“There was no question of whether the child who had lived a fraction of the life he had lived should be spared or not,” Umm said, voice cracking in the end. When she drew her next breath, Zafira heard the rattle in her chest. The pain.
Zafira rubbed her face and her fingers came away wet with tears.
Umm lifted her hands. “Yaa, my abal, don’t cry for me.”
Oh, my wild rose.
Zafira hadn’t heard the endearment in years. Everything clawed up her throat, scraping her insides, tearing her resolve. Her father had whispered it last, and then she’d been fighting his iron grasp, gasping for her life.
She remembered that sudden stillness after Umm drove her jambiya through his heart. Red darted across her vision now. Dark red, a line painted down Baba’s chest.
Zafira stepped closer. She crouched. Sat. With each movement, her guilt grew as she realized how selfish she had been.
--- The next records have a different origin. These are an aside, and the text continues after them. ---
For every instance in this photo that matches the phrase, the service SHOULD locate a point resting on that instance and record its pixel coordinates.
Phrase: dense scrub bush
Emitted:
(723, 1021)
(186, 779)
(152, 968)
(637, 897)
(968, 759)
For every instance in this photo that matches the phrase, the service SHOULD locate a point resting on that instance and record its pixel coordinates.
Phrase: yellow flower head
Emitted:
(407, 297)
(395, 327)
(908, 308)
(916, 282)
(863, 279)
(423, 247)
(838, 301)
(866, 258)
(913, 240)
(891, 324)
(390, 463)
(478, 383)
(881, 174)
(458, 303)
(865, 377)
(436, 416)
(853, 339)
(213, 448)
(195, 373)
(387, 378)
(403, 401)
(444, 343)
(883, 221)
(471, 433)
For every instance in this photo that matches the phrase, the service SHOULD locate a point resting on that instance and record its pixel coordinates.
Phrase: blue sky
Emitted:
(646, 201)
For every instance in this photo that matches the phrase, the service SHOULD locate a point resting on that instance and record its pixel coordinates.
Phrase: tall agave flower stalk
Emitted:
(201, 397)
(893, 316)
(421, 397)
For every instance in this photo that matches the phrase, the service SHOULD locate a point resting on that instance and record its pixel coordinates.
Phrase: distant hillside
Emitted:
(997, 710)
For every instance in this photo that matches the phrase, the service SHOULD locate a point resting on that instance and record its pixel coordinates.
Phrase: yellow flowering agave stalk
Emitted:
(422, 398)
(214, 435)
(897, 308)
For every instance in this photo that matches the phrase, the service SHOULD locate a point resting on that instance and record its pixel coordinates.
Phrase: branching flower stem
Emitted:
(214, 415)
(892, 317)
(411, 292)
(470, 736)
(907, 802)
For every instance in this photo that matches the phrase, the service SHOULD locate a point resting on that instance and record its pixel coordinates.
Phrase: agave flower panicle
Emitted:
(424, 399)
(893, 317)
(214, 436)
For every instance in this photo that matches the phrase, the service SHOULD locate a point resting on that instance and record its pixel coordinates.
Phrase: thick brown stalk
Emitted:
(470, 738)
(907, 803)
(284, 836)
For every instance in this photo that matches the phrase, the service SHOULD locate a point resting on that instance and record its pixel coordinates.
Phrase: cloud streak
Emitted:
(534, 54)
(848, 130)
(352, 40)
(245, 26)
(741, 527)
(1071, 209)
She reached for Umm’s hands, closing her fingers around the coolness of her mother’s. The tears fell now. One after the other, they trickled from a crevice in her chest, turning into a stream flooding from her heart. Umm’s eyes wilted into sadness.
“Sometimes I forget his face,” Umm whispered.
How could something so painless as the loss of memory hurt so much? The raw despair in her mother’s gaze gripped her.
Zafira could never forget Baba’s face. She could never forget Baba—khalas, that was that. Yet she had ignored her living parent. She had left her mother to mourn alone. For no matter how much time Lana spent with Umm, it was Zafira who had been there when Baba breathed his last. It was Zafira who understood Umm’s grief.
That very mother who had saved her life.
She had allowed her pain to harden into anger. Allowed that anger to fester, blinding her to Umm’s suffering. If Zafira grieved from seeing her father die at the hands of her mother, how did it feel for Umm to live with the hands she had used to slay her beloved?
How had it felt for Umm to choose between one love and another?
Zafira forced air into her lungs. She shuttered her selfish, burning eyes and dropped her head to Umm’s lap, the gesture foreign. Familiar.
“Forgive me, Ummi. Forgive me,” Zafira pleaded. She repeated the words over and over. “For my elusion. For my anger.”
Selfish. Childish. Hateful. Skies, there was no daughter in Arawiya worse than her.
“Don’t beg, child. I, too, am sorry,” Umm lulled, and took Zafira’s face in her hands. There was no glint of madness looking back at Zafira from the ice-blue eyes she had inherited. “You did not come to me, and I did not come to you. We are both at fault, are we not?”
No. It was Zafira who was at fault. She had failed her duty as a daughter.
Umm brushed her thumb across Zafira’s damp cheek. “Lana tells me you will go to Sharr.”
She supposed her tears had to do with more than Umm and Baba. It was everything else, too. Yasmine’s marriage. Deen’s proposal. This trek to Sharr.
“I won’t be like Baba. I won’t return to hurt you. I will be victorious, or I will die.” There was steel in Zafira’s voice.
“I am not trying to stop you, my abal. I only want to know what the search is for.”
“The return of magic,” Zafira said. “The destruction of the Arz that took him from us.”
Umm considered that before she curved her lips into a smile, sending a thousand memories soaring through Zafira. She could see Baba there. She could see warm bread fresh out of the oven. Blankets creating a cocoon. She could see Lana’s small hands and Umm’s favorite ma’moul cookies.
It was gone now. All of it. Everything.
Because of the Arz.
“Avenge his death, Zafira. Avenge your father and destroy that forest.” Umm brushed her thumb across her cheek again, giving her a flicker of light to guide her unknown path. A path Zafira swore to follow.
“Be as victorious as the name I have given you, and bring the desert to its knees.”
Zafira took her mother’s words, one by one, and swallowed them whole.